Retrieval Workflow comparison

codebase_retrieval

Batch multi-modal queries: text, symbols, patterns, semantic, hybrid, conversation. Token budget mechanism fills context with highest-signal results.

−77%
Token reduction
3-5 sequential search calls
Native baseline
1 vs 3
Calls (CS vs native)
9,200 vs 40,000
Tokens (CS vs native)

What it does

CodeSift’s most powerful retrieval tool. Accepts an array of queries of different types and returns combined results within a shared token budget.

Supported query types:

TypeEquivalent to
textsearch_text
symbolssearch_symbols
patternssearch_patterns
semanticEmbedding-based conceptual search
hybridSemantic + BM25 via Reciprocal Rank Fusion
conversationsearch_conversations

Example

{
  "queries": [
    { "type": "text", "query": "TODO", "file_pattern": "*.ts" },
    { "type": "symbols", "query": "create", "kind": "function" },
    { "type": "semantic", "query": "how does caching work?" },
    { "type": "conversation", "query": "why we chose Redis" }
  ],
  "token_budget": 10000
}

Benchmark

CodebaseNative (3 calls)CodeSiftReduction
CLI tool (382 files)13,022 tok2,996 tok−77%
i18n platform (1,200+ files)15,263 tok3,672 tok−76%
Full-stack app (4,127 files)11,767 tok2,483 tok−79%

Token budget mechanism

You tell the tool how much context window you can afford.
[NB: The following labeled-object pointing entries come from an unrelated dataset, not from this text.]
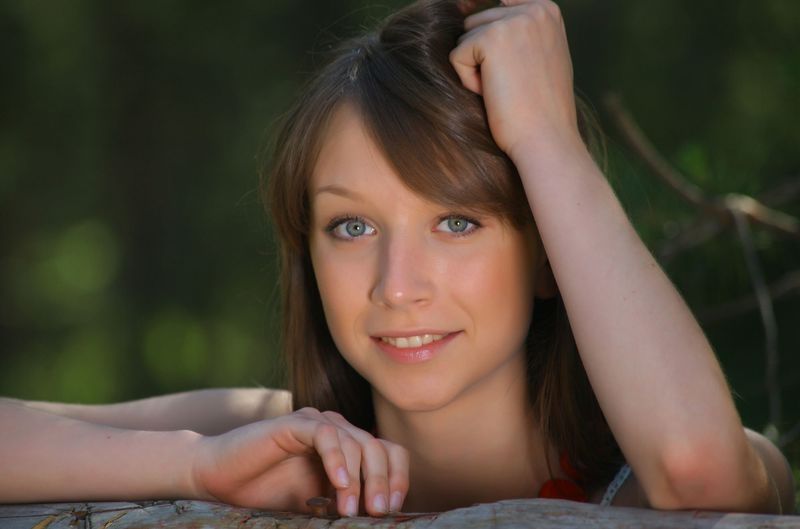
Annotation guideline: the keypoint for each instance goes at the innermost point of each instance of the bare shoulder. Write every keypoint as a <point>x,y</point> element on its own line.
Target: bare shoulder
<point>778,468</point>
<point>632,494</point>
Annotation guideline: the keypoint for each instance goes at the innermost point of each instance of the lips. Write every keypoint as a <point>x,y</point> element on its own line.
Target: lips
<point>415,346</point>
<point>403,342</point>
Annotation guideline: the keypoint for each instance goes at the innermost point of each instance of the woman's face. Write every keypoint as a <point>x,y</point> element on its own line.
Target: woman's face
<point>425,301</point>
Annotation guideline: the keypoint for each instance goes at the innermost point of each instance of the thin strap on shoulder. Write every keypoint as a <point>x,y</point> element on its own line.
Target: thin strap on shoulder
<point>615,484</point>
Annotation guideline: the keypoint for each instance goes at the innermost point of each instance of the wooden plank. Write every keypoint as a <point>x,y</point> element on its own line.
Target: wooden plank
<point>536,513</point>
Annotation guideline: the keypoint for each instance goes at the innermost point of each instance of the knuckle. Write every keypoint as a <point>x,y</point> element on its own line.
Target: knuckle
<point>324,429</point>
<point>334,415</point>
<point>399,483</point>
<point>307,411</point>
<point>374,445</point>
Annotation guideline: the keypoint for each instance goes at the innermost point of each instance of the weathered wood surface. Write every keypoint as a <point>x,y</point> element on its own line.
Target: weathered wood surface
<point>539,514</point>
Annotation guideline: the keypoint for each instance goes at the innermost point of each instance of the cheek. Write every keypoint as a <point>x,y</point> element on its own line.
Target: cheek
<point>341,288</point>
<point>497,285</point>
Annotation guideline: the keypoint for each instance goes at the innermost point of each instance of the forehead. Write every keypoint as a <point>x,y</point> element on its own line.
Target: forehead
<point>348,155</point>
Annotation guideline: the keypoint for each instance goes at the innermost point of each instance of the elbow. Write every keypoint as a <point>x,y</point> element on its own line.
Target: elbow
<point>717,478</point>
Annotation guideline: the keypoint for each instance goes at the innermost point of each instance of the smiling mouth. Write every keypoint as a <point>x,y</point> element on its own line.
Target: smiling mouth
<point>408,342</point>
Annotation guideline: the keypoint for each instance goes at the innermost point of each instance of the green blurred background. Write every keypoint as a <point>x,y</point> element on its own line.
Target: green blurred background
<point>135,258</point>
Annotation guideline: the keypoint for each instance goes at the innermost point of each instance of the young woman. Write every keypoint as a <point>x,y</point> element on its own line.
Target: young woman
<point>469,315</point>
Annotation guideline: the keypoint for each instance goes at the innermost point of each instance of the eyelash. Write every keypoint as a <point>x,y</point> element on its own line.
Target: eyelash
<point>331,227</point>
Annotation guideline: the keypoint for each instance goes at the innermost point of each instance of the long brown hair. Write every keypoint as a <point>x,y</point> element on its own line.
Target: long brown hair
<point>435,134</point>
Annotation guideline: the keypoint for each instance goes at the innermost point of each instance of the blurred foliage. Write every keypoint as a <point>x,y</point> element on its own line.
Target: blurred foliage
<point>134,255</point>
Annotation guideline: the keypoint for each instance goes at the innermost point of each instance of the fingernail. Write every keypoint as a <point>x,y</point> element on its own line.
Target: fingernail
<point>351,507</point>
<point>396,501</point>
<point>343,477</point>
<point>379,503</point>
It fills that space with the highest-signal results across all query types, proportionally. Native tools return everything and let the model figure it out.

Sequential hints

After 3+ consecutive search calls on the same repo, CodeSift automatically prepends a hint suggesting codebase_retrieval to batch them. This nudges agents toward more efficient patterns.

When to use

  • You need 3+ different types of information
  • Complex investigation tasks
  • “Find everything related to X” queries
  • Token budget is constrained

When to use something else

  • Single-purpose search → use the specific tool (search_text, search_symbols)
  • Just need a file outline → get_file_outline
  • Understanding a feature → assemble_context may be simpler

Benchmark note

This benchmark compares CodeSift against the closest practical native workflow an agent would use for the same task. For some tools, that baseline is a direct shell equivalent such as rg or find. For AST-aware, graph-aware, and LSP-backed tools, the baseline is a multi-step workflow rather than a strictly identical command. Results should be read as agent-workflow comparisons: token cost, call count, and practical context efficiency.